The research could trigger scientific challenges and cause controversy because it places more complex life in conditions where scientists have generally thought that it couldn't exist, the Washington Post said.

Single-cell organisms have been known to live more than 9,000 feet below the surface of the Earth. But it was thought that the temperature, energy, oxygen and space constraints of that kind of environment were too extreme for multicellular organisms, according to the New York Times.

The discovery of Halicephalobus mephisto, named after Faust's Lord of the Underworld, in a shaft of the Beatrix gold mine in South Africa, is reported in the journal Nature.

The scientists had been searching for subsurface life for 15 years, focusing on the ultra-deep mines of South Africa, which penetrate more than 1.8 miles into the Earth. In the Beatrix gold mine, the two lead researchers, Gaetan Borgonie of the University of Ghent in Belgium and Tullis Onstott of Princeton University, found more than they were looking for: the tiny nematode, with nervous, digestive and reproductive systems. The researchers were able to get H. mephisto to reproduce, and the species is still "squirming around in the lab," Onstott said, according to msnbc.com.

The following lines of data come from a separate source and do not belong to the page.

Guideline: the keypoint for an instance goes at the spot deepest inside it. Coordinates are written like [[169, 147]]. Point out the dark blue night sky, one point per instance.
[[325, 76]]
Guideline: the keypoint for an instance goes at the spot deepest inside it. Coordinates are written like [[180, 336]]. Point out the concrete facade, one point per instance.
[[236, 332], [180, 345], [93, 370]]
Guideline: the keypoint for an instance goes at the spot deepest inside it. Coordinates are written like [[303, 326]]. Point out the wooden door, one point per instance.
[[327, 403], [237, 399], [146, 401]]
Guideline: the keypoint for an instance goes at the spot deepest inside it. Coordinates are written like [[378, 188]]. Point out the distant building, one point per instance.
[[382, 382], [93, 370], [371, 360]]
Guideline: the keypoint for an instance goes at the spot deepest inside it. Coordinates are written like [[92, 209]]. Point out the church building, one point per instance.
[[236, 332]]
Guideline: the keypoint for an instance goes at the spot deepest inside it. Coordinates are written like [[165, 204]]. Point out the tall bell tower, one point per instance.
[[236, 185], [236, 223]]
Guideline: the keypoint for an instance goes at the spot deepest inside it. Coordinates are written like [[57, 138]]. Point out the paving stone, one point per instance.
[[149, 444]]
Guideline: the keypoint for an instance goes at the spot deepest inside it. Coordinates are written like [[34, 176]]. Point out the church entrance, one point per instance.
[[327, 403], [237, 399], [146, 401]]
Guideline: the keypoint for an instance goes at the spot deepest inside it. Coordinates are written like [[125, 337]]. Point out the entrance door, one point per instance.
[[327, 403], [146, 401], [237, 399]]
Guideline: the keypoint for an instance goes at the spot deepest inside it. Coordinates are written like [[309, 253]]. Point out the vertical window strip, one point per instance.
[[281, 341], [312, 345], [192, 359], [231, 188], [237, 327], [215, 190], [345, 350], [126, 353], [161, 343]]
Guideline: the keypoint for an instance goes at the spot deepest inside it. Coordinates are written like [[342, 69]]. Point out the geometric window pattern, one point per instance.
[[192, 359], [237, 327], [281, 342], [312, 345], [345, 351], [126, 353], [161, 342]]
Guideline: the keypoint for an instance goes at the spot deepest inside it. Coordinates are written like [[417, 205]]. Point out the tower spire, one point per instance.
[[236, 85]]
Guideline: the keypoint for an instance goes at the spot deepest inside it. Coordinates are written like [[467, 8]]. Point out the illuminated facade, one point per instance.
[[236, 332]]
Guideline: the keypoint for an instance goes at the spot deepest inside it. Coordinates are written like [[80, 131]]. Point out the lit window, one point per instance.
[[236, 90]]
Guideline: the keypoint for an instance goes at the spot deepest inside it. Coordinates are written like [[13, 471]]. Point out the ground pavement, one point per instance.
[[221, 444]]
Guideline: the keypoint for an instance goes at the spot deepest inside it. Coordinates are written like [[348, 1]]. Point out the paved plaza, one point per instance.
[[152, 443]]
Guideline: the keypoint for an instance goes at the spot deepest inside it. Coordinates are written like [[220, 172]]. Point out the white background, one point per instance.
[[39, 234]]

The researchers say their findings should be taken into consideration in the search for life in other extreme conditions. Scientists seeking life beyond Earth are intrigued by the possibility that microbes could be living below the surface of Mars, in particular — a planet that is now cold, dry and bombarded by radiation but was once wetter, warmer and better-protected by an atmosphere, the Washington Post said. But with the new find, Borgonie said, “Life on Mars could be more complex than we imagined."

Michael Meyer, the lead scientist for Mars exploration at NASA, who was not involved in the study, said that researchers had assumed that any subsurface life on a planet like Mars would be unicellular, according to msnbc.com. But now, he said, "This kinds of opens it up to, well, even multicellular life could be possible."